Note for Sect. 107.—Two things should be noted regarding the Doctor's response to the Diatribe at this point:

  1. That the Diatribe associates Damnation and Predestination to Damnation (or Reprobation) in such a way as to make the cause of the one necessarily to be the cause of the other. Thus, if Predestination to Damnation be absolute, and without a deserving as its cause, then the Diatribe will falsely allege that we speak of Damnation as being absolute and without any deserving cause.

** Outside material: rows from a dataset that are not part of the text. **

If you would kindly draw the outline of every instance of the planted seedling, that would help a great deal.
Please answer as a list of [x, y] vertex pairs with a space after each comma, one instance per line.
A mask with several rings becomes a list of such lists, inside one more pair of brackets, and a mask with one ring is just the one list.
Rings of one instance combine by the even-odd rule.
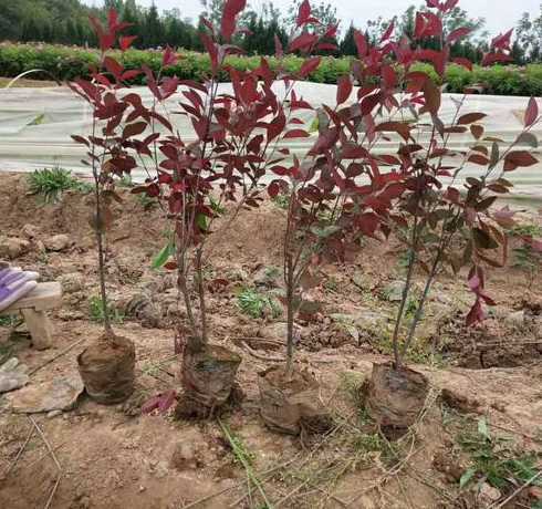
[[[94, 178], [94, 212], [90, 224], [96, 236], [100, 279], [94, 313], [103, 321], [104, 332], [77, 356], [77, 363], [91, 398], [113, 404], [126, 399], [134, 389], [135, 347], [112, 328], [114, 316], [105, 287], [105, 236], [114, 221], [113, 202], [122, 201], [115, 193], [115, 180], [135, 167], [128, 150], [134, 143], [132, 137], [142, 133], [145, 124], [135, 122], [140, 115], [137, 100], [119, 93], [123, 82], [133, 76], [134, 71], [124, 72], [122, 65], [107, 55], [126, 24], [118, 21], [115, 11], [110, 12], [106, 28], [96, 19], [91, 22], [100, 40], [101, 66], [92, 71], [92, 81], [77, 79], [70, 87], [92, 108], [92, 134], [72, 137], [86, 147], [84, 163]], [[131, 38], [121, 38], [121, 49], [126, 50], [131, 41]]]
[[[382, 172], [382, 163], [397, 170], [392, 172], [395, 178], [384, 193], [387, 199], [369, 198], [372, 207], [389, 211], [389, 221], [381, 227], [385, 233], [394, 228], [408, 232], [406, 278], [392, 339], [394, 360], [374, 365], [366, 397], [375, 420], [392, 435], [405, 433], [427, 396], [426, 376], [407, 367], [405, 359], [435, 279], [447, 266], [457, 273], [470, 264], [468, 285], [476, 299], [467, 323], [475, 324], [483, 319], [482, 304], [493, 304], [484, 291], [486, 267], [504, 263], [507, 242], [499, 224], [510, 219], [505, 212], [492, 212], [490, 207], [499, 194], [508, 193], [511, 187], [505, 173], [536, 163], [530, 153], [515, 149], [518, 139], [540, 121], [535, 100], [529, 102], [523, 132], [509, 146], [484, 136], [480, 122], [487, 115], [465, 111], [469, 103], [467, 93], [459, 100], [452, 98], [455, 111], [450, 120], [440, 117], [441, 90], [428, 73], [413, 71], [410, 65], [414, 61], [428, 61], [444, 77], [450, 44], [467, 32], [460, 28], [446, 33], [442, 29], [446, 24], [442, 20], [455, 3], [428, 2], [428, 6], [427, 11], [416, 15], [413, 41], [403, 35], [394, 41], [393, 23], [374, 48], [368, 48], [357, 34], [359, 63], [353, 67], [362, 83], [369, 77], [377, 83], [362, 86], [359, 91], [363, 98], [358, 106], [365, 113], [364, 124], [368, 125], [366, 136], [397, 145], [395, 153], [373, 157], [372, 172]], [[439, 43], [437, 50], [416, 49], [429, 39]], [[483, 64], [510, 60], [509, 45], [510, 33], [496, 38]], [[392, 56], [396, 65], [390, 65]], [[471, 66], [465, 59], [456, 59], [456, 63]], [[466, 133], [473, 141], [471, 146], [459, 153], [451, 150], [454, 136]], [[480, 176], [467, 177], [461, 189], [458, 181], [466, 165], [479, 167]], [[404, 235], [398, 237], [405, 238]], [[425, 272], [419, 299], [414, 284], [418, 268]]]
[[[265, 59], [261, 59], [260, 67], [247, 72], [225, 63], [227, 55], [239, 52], [229, 42], [244, 3], [225, 3], [220, 29], [205, 22], [201, 41], [209, 54], [210, 71], [204, 83], [164, 77], [161, 71], [155, 75], [144, 67], [154, 104], [140, 107], [152, 134], [147, 137], [150, 142], [136, 146], [136, 150], [149, 178], [133, 193], [157, 198], [173, 232], [154, 267], [176, 271], [186, 312], [186, 320], [177, 328], [185, 389], [178, 416], [206, 417], [230, 397], [241, 359], [210, 341], [213, 331], [209, 330], [207, 289], [228, 281], [208, 280], [206, 269], [212, 252], [209, 237], [211, 232], [215, 237], [227, 235], [242, 208], [258, 206], [260, 180], [270, 160], [278, 157], [277, 142], [286, 123], [271, 86], [274, 74]], [[177, 55], [167, 49], [163, 69], [176, 60]], [[231, 92], [222, 92], [219, 86], [223, 73], [232, 83]], [[165, 101], [174, 96], [179, 97], [180, 110], [194, 126], [195, 141], [184, 139], [170, 122]], [[213, 231], [227, 205], [231, 205], [229, 216]]]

Luther does not affirm that Damnation is absolute in the sense that men will be damned who do not deserve to be damned, but shows that even permitting the Diatribe's wicked reasoning and lying accusations, it is still confounded by its own arguments, which reveal that all of Erasmus' concerns are really man-centered, seeing he is willing that God should call that Good which is not, although he will not have God call that Evil which is not—both which are alike wicked, and neither of which is ever done by God, albeit his Predestination to Life and Predestination to Damnation be both of them absolute and in no way based on a foreseen deserving of anything in man or angel so predestinated.
  2. That in the refutation, Luther could have easily put off these arguments by the assertion used nowadays, that Predestination to Damnation is based on foreseen deserving of sin, however, Luther never brings in any such arguments, which, with other texts, lead one to conclude that Dr. Luther was an orthodox Supralapsarian with regard to the absoluteness and the order of the Decree.